I read the Associated Press review of Jimmy Buffett’s new album “Songs from St. Somewhere” in the Aug. 23 issue of Out & About, and I thought that it was just a little harsh.
I think that happens often because these so called critics don’t listen to a new recording enough before they form an opinion. I have often found that it takes me repeated listening to a recording before I become fond of it. I am always leery of records that I really like right out of the box.
The title “critic” by its very nature promotes negativity, which there seems to be an overabundance of in the arts. It has been my experience that most critics aren’t singers and or songwriters, at least professionally. What gives them the right or qualifies them to be overly critical?
In this “what have you done for me lately” world I think there are musicians who are beyond reproach. These are musicians who have proven themselves over and again for 30, 40 or 50 years. They certainly don’t have anything left to prove, at least to me.
Bob Dylan, Neil Young, Van Morrison, Joni Mitchell, Carole King, Mark Knopfler, Paul McCartney, Robbie Robertson and many others, including Buffett, fit that mold.
Now, I am not going to put Buffett in the songwriting category of Dylan, Young or Morrison because those three are in a class of their own. However, it doesn’t make me any less of a fan as I have seen Buffett live four times, more than any other artist.
In 1978, I had two of Buffett’s LPs, “Havana Daydreaming” and “Living and Dying in 3/4 Time,” and thought that they were decent.

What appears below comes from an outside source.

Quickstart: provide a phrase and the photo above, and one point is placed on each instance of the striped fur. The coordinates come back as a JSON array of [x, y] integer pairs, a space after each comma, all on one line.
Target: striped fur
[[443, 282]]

My brother Roger and I were visiting a friend of who we called “Ace” and he played Buffett’s classic album “A1A” and I was hooked, especially after I heard the anthem “A Pirate Looks at Forty.”
I was 21 at the time, and I now have been listening to that song for 34 years. I also own all of his studio releases along with Dylan’s, Morrison’s, Young’s, Knopfler’s and many other musicians I admire.
“Songs from St. Somewhere” contains 16 songs, 12 of which were written or co-written by Buffett. Jesse Winchester, Django Walker, Will Kimbrough and Mark Knopfler also contribute songs.
Knopfler, whose song “The Oldest Surfer on the Beach” is one of my favorites on the album, also plays guitar on it and on Rue De La Guitare.
I like “Songs from St. Somewhere” more each time I listen to it as a different song will jump out at me with each repeated listening.
As far as Buffett being bored as The Associated Press review suggested, I don’t agree at all. His voice still sounds great and his delivery reminds me a lot of side two of his classic release “Son of a Son of a Sailor.”
If you purchase the CD, be sure to read the liner note before you listen to the disc. It showcases Buffett’s ability as a writer and sets you up, if you close your eyes as you sip your margarita, for a 16-song trip to St. Somewhere.